Trois indicateurs sont présentés en lien avec le système d'André Delpech :
- Les températures et déficit hydrique annuel :
Voici les projections à l'horizon 2050 pour les températures moyennes et le déficit hydrique annuel. On remarque une franche augmentation des deux paramètres. Ainsi, les aléas de chaleur et de sécheresse semblent globalement avancer dans les 30 années à venir.
- La date de redémarrage de pousse de l'herbe :
Même si la date de redémarrage de la pousse de l'herbe est assez variable d'année en année, elle semble devenir plus précoce dans un futur proche, tournant autour de fin janvier. Cela correspond aux observations actuelles des exploitants et est induit par la hausse des températures. Pour ne pas perdre de valeur nutritive, il sera judicieux de sortir les brebis plus tôt.
- Les précipitations de printemps :
Cet indicateur présente les précipitations locales de la période printanière. Les situations déjà observées de sécheresse plus fréquentes vont se poursuivre au cours des prochaines décennies, avec une forte baisse des précipitations à l'horizon 2050. Ce manque de précipitations conduisant à un été sec pourra renforcer les impacts déjà observés actuellement : pertes de foin plus importantes, possible stress des animaux…
- Le stress thermique des animaux (Indice Température Humidité) :
L'Indice Température Humidité (ITH) évalue le couple température et hygrométrie pour déterminer le niveau de stress thermique des animaux. Sur ce graphique figurent le nombre de jours de stress thermique par an. Ainsi, d'après ces projections, l'évolution du climat local va faire doubler le nombre de jours de stress thermique des animaux. D'autant plus de jours où les animaux seront moins productifs en lait et leur croissance ralentie.
Quelles sont les pistes d'adaptation au sein du GAEC des Fargues ?
- Contre la sécheresse, le GAEC des Fargues adapte sa stratégie de pâturage. Désormais, le pâturage ras n'est plus réalisé durant les étés secs, donc la rotation entre les bandes de pâturage tournant dynamique se fait plus vite. De plus, André Delpech utilise depuis peu deux lieux de pâturage supplémentaires, extérieurs à l'exploitation : un éco-musée et un terrain municipal proche, pour pallier au manque de production des prairies. En outre, les prairies sèches sont sur-semées en fin d'été pour les faire repartir.

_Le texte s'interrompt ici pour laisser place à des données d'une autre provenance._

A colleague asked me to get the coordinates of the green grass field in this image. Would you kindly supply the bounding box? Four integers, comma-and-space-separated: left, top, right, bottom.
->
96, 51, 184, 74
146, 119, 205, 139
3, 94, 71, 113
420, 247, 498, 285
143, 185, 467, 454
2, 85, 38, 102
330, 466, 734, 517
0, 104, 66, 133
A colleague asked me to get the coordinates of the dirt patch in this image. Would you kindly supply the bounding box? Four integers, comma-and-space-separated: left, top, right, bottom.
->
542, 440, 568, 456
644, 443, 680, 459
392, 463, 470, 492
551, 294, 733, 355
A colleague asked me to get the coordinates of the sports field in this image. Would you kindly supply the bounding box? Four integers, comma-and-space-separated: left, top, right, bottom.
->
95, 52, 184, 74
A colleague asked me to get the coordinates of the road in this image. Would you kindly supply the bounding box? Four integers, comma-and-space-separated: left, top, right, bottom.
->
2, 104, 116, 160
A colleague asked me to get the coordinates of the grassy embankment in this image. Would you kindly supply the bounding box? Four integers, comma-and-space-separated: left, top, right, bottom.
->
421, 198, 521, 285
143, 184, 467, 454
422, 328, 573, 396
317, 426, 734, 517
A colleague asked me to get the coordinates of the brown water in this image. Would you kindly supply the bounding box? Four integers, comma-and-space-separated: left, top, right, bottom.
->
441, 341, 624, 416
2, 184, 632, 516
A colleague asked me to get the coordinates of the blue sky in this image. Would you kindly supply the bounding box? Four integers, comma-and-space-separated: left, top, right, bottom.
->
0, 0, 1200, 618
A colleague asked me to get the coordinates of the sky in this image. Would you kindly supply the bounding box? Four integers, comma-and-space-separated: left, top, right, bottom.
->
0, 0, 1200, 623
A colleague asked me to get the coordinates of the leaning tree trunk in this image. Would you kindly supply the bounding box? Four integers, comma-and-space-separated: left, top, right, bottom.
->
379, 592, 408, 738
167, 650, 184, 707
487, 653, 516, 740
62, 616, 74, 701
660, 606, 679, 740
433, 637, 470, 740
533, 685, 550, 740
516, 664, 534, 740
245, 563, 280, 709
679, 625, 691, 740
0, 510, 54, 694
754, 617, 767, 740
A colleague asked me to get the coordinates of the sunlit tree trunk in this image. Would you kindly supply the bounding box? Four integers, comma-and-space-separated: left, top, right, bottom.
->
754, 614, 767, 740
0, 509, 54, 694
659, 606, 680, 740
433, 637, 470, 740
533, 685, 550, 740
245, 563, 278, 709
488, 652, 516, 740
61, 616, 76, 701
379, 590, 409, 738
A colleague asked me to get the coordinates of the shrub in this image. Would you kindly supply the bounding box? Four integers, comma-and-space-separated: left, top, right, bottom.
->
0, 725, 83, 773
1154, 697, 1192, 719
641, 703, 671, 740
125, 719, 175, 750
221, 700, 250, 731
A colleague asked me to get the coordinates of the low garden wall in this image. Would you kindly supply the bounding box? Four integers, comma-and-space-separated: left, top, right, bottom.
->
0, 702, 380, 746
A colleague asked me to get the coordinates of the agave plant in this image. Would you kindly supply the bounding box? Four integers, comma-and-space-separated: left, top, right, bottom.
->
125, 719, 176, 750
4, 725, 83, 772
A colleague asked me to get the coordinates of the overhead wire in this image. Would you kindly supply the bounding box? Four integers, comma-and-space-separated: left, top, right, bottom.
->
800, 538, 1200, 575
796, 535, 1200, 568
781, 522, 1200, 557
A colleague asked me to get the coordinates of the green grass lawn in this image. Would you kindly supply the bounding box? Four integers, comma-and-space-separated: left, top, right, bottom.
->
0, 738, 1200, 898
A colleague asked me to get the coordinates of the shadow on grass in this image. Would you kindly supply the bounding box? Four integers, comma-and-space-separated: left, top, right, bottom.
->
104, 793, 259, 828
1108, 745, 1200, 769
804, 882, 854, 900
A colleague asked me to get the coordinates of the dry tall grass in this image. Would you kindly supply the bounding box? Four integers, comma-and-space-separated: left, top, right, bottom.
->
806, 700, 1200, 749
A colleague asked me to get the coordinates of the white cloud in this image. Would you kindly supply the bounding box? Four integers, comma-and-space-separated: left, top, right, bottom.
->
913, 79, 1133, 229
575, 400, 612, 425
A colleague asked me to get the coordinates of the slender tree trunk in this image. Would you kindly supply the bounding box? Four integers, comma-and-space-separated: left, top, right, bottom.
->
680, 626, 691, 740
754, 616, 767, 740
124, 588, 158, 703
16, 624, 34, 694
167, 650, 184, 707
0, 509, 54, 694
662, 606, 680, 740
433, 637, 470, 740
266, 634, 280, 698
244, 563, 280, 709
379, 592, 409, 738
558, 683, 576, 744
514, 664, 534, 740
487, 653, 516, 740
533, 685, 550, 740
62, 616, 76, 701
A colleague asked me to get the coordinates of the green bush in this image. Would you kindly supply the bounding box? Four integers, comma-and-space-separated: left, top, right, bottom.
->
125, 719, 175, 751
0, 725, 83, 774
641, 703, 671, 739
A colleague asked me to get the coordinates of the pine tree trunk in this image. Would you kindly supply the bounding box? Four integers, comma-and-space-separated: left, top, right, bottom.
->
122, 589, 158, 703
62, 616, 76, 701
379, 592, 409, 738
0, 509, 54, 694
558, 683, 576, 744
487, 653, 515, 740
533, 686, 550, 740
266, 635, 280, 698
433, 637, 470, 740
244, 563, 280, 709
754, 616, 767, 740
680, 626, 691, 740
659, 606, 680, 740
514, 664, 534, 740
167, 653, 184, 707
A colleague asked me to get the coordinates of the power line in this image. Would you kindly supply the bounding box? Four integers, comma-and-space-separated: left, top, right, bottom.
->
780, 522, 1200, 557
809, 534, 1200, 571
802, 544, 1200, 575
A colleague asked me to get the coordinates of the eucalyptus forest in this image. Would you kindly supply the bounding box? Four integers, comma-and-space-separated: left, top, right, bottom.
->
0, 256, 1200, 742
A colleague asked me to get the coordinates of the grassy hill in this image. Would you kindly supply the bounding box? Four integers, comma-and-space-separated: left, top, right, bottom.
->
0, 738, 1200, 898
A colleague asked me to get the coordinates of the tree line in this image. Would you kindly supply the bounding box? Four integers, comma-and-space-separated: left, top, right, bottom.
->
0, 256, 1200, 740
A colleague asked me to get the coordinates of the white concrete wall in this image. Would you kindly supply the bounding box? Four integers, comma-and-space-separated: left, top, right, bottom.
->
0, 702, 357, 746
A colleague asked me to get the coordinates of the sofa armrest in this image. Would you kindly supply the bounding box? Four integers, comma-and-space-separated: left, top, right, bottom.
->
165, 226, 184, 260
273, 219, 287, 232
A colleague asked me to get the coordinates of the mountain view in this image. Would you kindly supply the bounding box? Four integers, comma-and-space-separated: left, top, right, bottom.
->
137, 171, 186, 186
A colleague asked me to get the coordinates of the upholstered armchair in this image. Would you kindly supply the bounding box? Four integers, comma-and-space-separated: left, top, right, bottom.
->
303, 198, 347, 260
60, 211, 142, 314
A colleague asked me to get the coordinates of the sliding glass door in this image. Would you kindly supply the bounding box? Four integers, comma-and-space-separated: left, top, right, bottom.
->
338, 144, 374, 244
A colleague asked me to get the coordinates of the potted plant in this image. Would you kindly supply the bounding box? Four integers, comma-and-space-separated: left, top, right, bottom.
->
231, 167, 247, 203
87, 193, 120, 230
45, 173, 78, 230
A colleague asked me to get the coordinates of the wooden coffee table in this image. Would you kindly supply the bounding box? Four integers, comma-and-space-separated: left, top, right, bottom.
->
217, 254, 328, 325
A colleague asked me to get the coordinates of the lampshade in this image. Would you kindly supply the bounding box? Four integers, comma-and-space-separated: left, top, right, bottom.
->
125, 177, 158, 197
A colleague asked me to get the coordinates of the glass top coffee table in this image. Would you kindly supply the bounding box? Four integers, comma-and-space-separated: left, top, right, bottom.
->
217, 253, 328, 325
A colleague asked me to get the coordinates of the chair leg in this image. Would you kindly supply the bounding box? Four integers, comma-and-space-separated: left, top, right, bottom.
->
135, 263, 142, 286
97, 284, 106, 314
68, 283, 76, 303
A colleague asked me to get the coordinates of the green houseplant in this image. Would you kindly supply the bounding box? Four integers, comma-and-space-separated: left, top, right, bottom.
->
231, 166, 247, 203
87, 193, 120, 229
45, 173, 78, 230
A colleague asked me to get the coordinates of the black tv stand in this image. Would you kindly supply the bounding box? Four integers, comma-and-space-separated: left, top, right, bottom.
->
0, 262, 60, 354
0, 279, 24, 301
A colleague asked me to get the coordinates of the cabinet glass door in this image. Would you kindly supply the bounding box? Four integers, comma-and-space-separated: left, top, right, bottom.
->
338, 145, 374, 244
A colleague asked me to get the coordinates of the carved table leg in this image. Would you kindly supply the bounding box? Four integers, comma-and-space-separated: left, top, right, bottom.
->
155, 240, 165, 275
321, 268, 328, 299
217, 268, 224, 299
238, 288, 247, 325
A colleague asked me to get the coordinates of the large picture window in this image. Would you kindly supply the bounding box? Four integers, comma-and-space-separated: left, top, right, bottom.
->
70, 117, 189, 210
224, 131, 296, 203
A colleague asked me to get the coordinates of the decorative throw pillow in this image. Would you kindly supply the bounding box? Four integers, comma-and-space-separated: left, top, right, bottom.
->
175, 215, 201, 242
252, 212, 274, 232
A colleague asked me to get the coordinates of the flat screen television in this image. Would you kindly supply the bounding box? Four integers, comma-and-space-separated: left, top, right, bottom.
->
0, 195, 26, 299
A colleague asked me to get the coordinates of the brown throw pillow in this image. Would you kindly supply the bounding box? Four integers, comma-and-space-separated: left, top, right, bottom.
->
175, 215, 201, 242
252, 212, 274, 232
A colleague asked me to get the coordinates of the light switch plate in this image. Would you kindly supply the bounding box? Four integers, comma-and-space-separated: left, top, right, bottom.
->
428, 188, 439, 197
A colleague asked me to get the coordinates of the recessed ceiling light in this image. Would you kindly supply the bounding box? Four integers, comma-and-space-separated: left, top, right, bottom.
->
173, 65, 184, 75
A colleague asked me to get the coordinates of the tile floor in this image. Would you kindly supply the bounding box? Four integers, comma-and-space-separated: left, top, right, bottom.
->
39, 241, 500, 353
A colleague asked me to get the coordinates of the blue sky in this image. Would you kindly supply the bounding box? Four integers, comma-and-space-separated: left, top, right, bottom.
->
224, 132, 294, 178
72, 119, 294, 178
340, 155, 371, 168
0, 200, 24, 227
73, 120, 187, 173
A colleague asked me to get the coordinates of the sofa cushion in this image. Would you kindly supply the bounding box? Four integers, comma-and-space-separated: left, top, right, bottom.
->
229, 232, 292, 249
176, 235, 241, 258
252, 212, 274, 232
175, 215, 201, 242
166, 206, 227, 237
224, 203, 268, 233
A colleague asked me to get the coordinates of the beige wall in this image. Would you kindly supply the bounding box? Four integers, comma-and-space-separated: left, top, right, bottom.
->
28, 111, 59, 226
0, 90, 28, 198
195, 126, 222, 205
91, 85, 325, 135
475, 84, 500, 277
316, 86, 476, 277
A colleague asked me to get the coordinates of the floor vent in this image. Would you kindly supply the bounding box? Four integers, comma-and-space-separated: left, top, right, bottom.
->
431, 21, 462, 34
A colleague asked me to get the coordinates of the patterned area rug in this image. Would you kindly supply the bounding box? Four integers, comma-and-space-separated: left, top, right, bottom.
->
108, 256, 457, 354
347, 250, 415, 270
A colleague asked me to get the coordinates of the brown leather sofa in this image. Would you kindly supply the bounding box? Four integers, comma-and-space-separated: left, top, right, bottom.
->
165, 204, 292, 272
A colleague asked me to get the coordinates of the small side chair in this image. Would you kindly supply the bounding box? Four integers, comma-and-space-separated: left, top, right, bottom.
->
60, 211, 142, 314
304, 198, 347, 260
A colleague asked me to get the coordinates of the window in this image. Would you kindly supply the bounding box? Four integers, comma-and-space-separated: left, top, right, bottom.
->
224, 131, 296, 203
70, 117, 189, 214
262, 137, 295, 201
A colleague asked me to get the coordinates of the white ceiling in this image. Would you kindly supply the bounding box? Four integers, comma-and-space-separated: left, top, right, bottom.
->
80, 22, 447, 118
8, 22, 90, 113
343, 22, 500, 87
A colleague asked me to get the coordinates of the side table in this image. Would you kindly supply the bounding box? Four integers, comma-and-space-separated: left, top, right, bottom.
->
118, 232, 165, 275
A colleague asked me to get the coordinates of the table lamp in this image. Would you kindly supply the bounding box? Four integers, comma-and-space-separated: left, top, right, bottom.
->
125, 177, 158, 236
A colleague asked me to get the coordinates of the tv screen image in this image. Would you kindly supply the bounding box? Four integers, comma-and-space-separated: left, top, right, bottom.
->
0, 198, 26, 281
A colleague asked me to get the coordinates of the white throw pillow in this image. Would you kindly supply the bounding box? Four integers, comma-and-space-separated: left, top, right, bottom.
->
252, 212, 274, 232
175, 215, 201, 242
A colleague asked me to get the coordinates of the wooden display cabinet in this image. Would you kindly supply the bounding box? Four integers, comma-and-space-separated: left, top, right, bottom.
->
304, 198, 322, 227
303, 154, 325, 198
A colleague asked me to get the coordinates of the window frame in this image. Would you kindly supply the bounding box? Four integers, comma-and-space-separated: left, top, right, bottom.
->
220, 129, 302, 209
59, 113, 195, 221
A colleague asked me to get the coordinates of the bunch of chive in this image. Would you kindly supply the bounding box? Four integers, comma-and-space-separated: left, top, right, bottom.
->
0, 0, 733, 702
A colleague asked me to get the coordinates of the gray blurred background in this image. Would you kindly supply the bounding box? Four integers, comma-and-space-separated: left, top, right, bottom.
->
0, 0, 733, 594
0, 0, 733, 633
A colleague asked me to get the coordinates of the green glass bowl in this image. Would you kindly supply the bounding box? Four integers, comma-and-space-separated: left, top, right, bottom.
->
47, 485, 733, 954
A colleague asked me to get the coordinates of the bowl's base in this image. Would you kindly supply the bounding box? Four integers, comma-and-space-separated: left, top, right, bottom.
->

- Contre les fortes températures, l'exploitation a la chance de comprendre de grands espaces de parcours boisés, qui fournissent de l'ombre aux brebis durant l'été. De plus, la hausse des températures se caractérise par des automnes plus tardifs et des printemps plus précoces, donc les dates de pâturage et d'agnelage sont adaptées : les brebis restent plus longtemps à l'extérieur (pour valoriser l'herbe précoce au printemps, et tardive à l'automne) et les agnelages sont plus rapprochés.
Pour aller plus loin :
Cette approche climatique a été possible grâce aux résultats du projet LIFE+ AgriAdapt : https://agriadapt.eu/objetives/?lang=fr. Ce projet a pour objectif d'évaluer la vulnérabilité des principales productions agricoles face au dérèglement climatique et aussi de proposer des plans d'adaptation durables pour accroitre la résilience des systèmes agricoles.
A l'issue de ce programme européen, une plateforme web (AWA) a été conçu pour valoriser les principaux résultats du suivi des 120 fermes pilotes. Cette plateforme permet donc d'accéder à de nombreux autres indicateurs (observations, projections, indicateurs agro-climatiques) par une entrée cartographique pour différentes localités géographiques en France comme en Europe. Et de proposer des mesures d'adaptation durables envisageables à l'échelle des exploitations agricoles et des systèmes de productions.